まとめ:ビットコインは停滞中――JPMorganが指摘する“最大の起爆剤”は「Clarity Act」
ビットコイン(BTC)はレンジ相場、イーサリアム(ETH)は軟調、出来高も細る――。
停滞感が強まる暗号資産市場に対し、米金融大手 JPMorgan Chase は「米国の市場構造法案(Clarity Act)が最大の起爆剤になる可能性がある」との見解を示しました。
本記事では、その内容と市場へのインパクトを整理します。
📉 現在の暗号資産市場:明確な“材料不足”
- ビットコインは6万ドル台半ばでレンジ推移
- イーサリアムは2,000ドル付近で低迷
- 主要取引所の出来高は減少傾向
- 機関投資家の新規資金流入は限定的
市場参加者の間では「強力なカタリスト(価格を動かす材料)がない」という認識が広がっています。
JPMorganはその原因の一つとして、規制の不透明さを挙げています。
🏛 Clarity Actとは何か?
Clarity Actは、米国における暗号資産の市場構造を明確化するための法案です。
主なポイント
① SECとCFTCの管轄を明確化
- 証券型トークン → U.S. Securities and Exchange Commission(SEC)
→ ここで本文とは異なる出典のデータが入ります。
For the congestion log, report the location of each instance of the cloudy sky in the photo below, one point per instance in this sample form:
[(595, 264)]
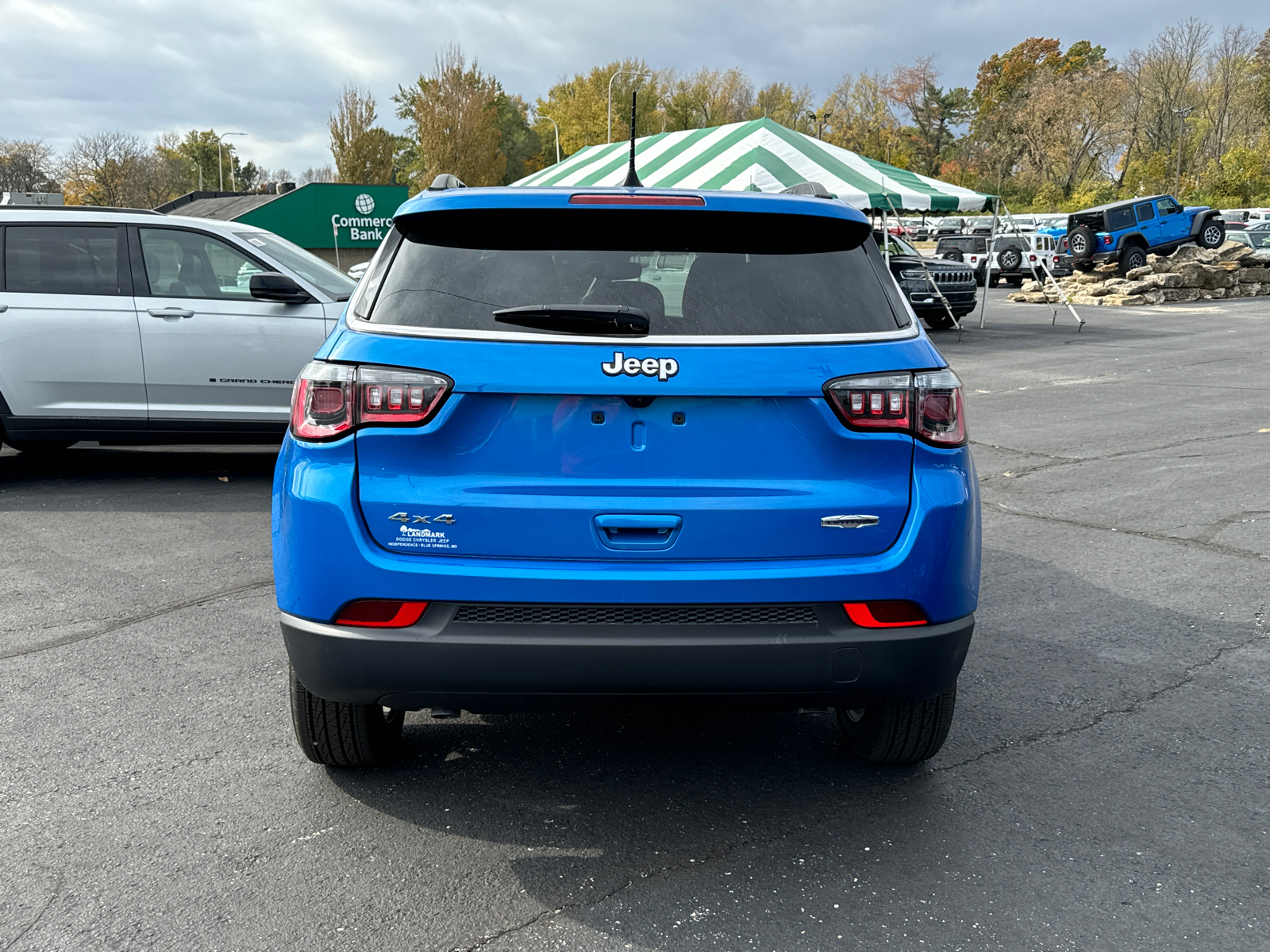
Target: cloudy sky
[(273, 69)]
- デジタル商品(コモディティ)型トークン → Commodity Futures Trading Commission(CFTC)
これにより、「どのトークンが証券なのか」という最大の不透明要因が解消される可能性があります。
② 既存主要トークンの“祖父条項”
2026年1月1日以前にスポットETFと紐づいた一部トークンは、コモディティ扱いとなる可能性があります。
対象例:
- XRP
- Solana
- Litecoin
- Hedera
- Dogecoin
- Chainlink
これは法的リスクの軽減につながる可能性があります。
③ 年間最大7,500万ドルまでの資金調達を簡素化
フルのSEC登録なしで、一定の開示ルールのもと資金調達が可能に。
→ 海外に流出していたトークン発行やVC資金が、米国内に回帰する可能性。
🏦 JPMorganの見解:制度整備が“本丸”
JPMorganのアナリストは次のように分析しています。
- 明確なルールは機関投資家の参入障壁を下げる
- 年金基金や大手資産運用会社の資金が入りやすくなる
- 流動性が向上し、ボラティリティが圧縮される
- トークン化資産やストラクチャード商品開発が加速
つまり、価格上昇だけでなく、市場構造そのものの高度化につながるという見方です。
⚠ しかし法案は“宙ぶらりん”状態
上院での審議は停滞。
特に、米最大の暗号資産取引所である Coinbase が法案への支持を撤回したことが波紋を呼びました。
CEOの Brian Armstrong 氏は、
- 現行案はイノベーションを阻害する可能性がある
- ステーブルコイン報酬などの機能制限が懸念
- 銀行業界団体の影響が大きい
と指摘。
業界内部でも意見が割れている状況です。
🔥 仮に可決された場合のインパクト
もしClarity Actが可決されれば:
- 機関投資家の資金解禁
- 米国内でのトークン発行回帰
- ETF市場の拡大
- ステーブルコイン・RWA(実物資産トークン化)の加速
現在の「停滞相場」から一転、資金フロー主導の上昇局面に入る可能性があります。
📊 マクロ視点:なぜ“規制明確化”が重要か?
暗号資産市場は依然として「センチメント」と「資金フロー」に大きく依存しています。
- ETF承認 → 上昇
- 規制訴訟 → 下落
- 金融緩和期待 → 上昇
つまり、「法的確実性」は最大級の価格変動要因です。
JPMorganが言う“ultimate spark(究極の起爆剤)”とは、
単なる短期材料ではなく、制度リスクの恒久的低減を指しています。
🧠 まとめ
| 現状 | Clarity Act可決後(想定) |
|---|---|
| レンジ相場 | 機関資金流入 |
| 出来高減少 | 流動性向上 |
| 規制不透明 | 法的明確化 |
| 投資家慎重姿勢 | アロケーション拡大 |
現在の暗号市場は「材料待ち」の状態。
その材料が米国の市場構造法整備になるかどうかが、2026年前半の最大テーマになりそうです。